2. Materials and methods
2.1. study area
Chengdu is a key hub city in China’s west, located in the hinterland the Chengdu Plain. The area is mainly formed by the alluvium of Minjiang River, Tuojiang River and its tributaries, and some gullies and valleys, and the soil-forming parent material is mainly gray alluvium of Hori River and gray-brown alluvium of Tuojiang River in the primary terrace, and ice carbon and ice water sediment in the old alluvium of the Fourth Pleistocene in the secondary and tertiary terraces, with flat terrain, fertile soil and various parent materials, and rice soils and purple soils are the main types of soil. (Figure 1 ). The area is dominated by a humid monsoon climate in the subtropics, with an average annual population of 15.2-16.5°C and 900-1300 mm of precipitation correspondingly, making it a major production base for agricultural products such as grain and fruits in the Sichuan basin (Zhang et al., 1999; Hu et al., 2004; Huang, 2011).
2.2. sample collection and analysis
Samples of soils were sampled in September 2008 and September 2017, respectively. Sampling points were set up according to the distance from the central city and the economic development, which were divided into suburban, suburban, and distant suburban strata. The suburban stratum includes: Wenjiang District, Shuangliu County, Pixian County, and Longquanyi; the suburban stratum includes: Qingbaijiang, Xindu; the distant suburban stratum includes: Xinjin County, Jintang County, Pujiang County, etc. In the two phases of data, 226 soil samples were collected in September 2008, and the sampling points were collected according to the three major circles of suburbs, suburbs, and distant suburbs, with a density of about 1 sample per km; on this basis, to further investigate the characteristics of spatial variability of heavy metals, 389 soil samples were taken in September 2017, about 2 samples per km. in the 2017 sampling, in addition to being able to collect soil samples at the original sampling point positioning to collect soil samples, but also fully considered urban development, land use type change, spatial structure characteristics, and other factors, as far as possible corresponding or close to the original sampling point of the agricultural land to collect soil samples. Collection of soil samples from the 0-10 cm surface layer of the tillage layer with a wooden shovel, and collected according to the plum sampling method, and the soil samples were thoroughly mixed and 1.5 kg of soil samples were retained according to the quadrat method. The coordinates of the sample points were located with a handheld GPS from Garmin, USA during the sampling process, and sampling points are distributed as shown in Figure 2.

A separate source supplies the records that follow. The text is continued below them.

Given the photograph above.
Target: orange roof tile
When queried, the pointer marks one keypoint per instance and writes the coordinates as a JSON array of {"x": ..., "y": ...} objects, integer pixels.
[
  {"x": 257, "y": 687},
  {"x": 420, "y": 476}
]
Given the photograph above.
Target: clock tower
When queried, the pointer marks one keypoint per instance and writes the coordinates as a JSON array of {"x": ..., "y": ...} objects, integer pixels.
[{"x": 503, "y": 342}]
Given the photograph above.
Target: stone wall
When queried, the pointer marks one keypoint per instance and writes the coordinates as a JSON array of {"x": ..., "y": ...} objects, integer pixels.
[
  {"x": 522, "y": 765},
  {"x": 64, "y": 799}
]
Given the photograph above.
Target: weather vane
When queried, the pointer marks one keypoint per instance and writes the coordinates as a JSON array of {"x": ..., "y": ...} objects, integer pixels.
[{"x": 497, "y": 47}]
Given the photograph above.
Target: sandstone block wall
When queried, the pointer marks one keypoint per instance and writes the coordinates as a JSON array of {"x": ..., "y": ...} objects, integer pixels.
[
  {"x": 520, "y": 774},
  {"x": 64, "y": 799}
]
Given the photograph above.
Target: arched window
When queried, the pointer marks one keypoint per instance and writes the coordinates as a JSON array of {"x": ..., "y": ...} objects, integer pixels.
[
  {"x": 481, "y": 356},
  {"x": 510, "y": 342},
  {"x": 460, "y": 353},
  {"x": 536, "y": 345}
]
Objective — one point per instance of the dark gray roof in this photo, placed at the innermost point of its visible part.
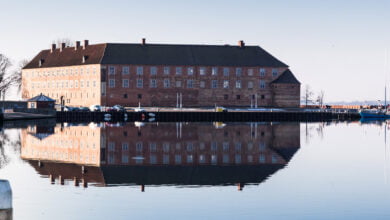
(157, 54)
(207, 55)
(41, 98)
(287, 77)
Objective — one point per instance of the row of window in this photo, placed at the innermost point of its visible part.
(61, 72)
(64, 84)
(226, 71)
(189, 146)
(190, 83)
(191, 159)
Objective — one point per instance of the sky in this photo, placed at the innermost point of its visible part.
(335, 46)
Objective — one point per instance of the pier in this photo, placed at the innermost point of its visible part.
(202, 116)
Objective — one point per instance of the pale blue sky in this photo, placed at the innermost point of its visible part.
(336, 46)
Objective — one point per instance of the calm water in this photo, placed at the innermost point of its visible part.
(198, 170)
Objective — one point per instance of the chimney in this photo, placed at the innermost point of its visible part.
(241, 44)
(62, 47)
(84, 59)
(85, 44)
(53, 47)
(41, 62)
(77, 45)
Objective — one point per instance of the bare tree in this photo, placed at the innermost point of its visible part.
(320, 98)
(16, 78)
(5, 63)
(68, 42)
(308, 94)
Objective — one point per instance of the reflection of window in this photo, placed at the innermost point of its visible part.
(125, 146)
(140, 70)
(125, 70)
(261, 158)
(125, 159)
(166, 147)
(178, 159)
(165, 159)
(237, 159)
(190, 158)
(153, 159)
(225, 158)
(179, 70)
(138, 146)
(111, 146)
(214, 159)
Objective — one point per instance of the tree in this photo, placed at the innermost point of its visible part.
(16, 78)
(5, 63)
(307, 96)
(320, 98)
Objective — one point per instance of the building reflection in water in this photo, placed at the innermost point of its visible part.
(185, 154)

The samples were dried by natural air in indoor drying stalls, picked up to remove stones, plant roots, and other foreign matters, ground and sieved through 200 mesh nylon mesh for analytical tests. The samples were determined by atomic fluorescence spectrometry (AFS) for As and Hg, by flame atomic absorption spectrometry (AAS/ FAAS) for Cr and Pb, and the Cd was detected by graphite furnace atomic absorption spectrophotometry (GF-AAS).

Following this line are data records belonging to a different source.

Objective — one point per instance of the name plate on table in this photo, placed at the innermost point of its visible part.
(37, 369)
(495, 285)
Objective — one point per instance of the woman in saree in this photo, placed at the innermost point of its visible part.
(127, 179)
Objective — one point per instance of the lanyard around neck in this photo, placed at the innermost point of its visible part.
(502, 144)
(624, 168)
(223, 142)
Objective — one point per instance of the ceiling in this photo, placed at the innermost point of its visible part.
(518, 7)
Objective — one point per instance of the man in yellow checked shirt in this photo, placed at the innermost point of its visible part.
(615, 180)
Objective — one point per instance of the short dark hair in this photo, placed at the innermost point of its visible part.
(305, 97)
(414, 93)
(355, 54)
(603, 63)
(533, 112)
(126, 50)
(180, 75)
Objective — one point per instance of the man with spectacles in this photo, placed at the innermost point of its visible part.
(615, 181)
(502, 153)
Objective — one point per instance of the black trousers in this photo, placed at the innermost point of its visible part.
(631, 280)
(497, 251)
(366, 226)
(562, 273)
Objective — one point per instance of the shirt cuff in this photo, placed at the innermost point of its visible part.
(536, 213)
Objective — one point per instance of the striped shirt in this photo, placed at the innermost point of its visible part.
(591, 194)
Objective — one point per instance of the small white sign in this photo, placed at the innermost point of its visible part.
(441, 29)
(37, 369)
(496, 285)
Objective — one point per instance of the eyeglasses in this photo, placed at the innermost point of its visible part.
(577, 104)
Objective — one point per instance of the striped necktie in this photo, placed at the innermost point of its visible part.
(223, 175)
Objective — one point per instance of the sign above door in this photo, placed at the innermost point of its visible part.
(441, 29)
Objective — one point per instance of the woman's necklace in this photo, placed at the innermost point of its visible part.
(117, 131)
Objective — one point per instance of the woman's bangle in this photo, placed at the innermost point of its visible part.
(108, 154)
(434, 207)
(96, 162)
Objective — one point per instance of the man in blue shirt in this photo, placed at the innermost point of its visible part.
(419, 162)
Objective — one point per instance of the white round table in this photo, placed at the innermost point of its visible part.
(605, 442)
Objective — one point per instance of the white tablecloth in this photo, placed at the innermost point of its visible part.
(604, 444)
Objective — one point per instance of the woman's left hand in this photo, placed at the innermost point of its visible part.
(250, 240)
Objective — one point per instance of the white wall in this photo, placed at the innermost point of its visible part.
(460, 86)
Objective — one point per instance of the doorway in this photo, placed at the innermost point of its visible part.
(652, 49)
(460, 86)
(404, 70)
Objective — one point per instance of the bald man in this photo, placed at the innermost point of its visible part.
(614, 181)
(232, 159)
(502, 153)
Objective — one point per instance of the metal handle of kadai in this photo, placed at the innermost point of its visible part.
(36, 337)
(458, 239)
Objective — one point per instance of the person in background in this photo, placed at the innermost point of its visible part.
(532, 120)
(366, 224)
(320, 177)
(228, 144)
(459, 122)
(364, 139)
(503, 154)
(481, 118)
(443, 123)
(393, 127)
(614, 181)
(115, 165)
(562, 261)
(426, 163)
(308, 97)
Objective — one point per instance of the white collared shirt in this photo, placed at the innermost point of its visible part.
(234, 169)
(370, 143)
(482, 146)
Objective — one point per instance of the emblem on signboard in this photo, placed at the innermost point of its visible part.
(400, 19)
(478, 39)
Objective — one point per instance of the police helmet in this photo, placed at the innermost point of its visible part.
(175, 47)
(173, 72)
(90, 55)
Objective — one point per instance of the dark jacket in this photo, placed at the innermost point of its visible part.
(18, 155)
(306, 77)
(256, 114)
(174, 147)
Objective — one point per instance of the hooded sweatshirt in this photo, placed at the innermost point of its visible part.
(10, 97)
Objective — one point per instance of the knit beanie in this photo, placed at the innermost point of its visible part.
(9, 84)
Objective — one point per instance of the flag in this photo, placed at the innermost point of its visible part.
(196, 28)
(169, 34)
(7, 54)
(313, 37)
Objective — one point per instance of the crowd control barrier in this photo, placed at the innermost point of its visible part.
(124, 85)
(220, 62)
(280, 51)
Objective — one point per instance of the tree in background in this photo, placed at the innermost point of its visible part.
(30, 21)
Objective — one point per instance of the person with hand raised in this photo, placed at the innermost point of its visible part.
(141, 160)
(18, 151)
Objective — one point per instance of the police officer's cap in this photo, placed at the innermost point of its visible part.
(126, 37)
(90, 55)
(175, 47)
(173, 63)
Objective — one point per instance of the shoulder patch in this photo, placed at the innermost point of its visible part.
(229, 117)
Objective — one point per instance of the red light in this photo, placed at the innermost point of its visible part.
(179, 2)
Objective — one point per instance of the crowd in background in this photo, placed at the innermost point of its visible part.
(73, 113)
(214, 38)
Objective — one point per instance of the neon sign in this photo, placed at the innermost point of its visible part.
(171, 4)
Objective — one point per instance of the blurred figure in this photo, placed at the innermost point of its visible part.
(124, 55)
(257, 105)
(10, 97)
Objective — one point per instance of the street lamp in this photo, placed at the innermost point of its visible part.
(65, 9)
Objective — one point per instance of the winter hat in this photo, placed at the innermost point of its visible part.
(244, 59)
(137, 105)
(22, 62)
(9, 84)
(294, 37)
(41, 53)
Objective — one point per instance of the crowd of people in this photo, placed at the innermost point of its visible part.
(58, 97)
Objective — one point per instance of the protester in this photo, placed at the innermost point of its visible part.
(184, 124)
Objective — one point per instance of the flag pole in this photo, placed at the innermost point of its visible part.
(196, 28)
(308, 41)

2.3. data collection and analyses
In this study, Microsoft Excel 2007 was used to calculate and analyze the elemental concentration data, SPSS 13.0 was used to carry out statistical analysis, ArcGis 10.2 and Kriging interpolation methods were used for spatial analysis, and use the positive matrix factorization (PMF) model (USEPA PMF 5.0) to assess the origin of the resolved heavy metals.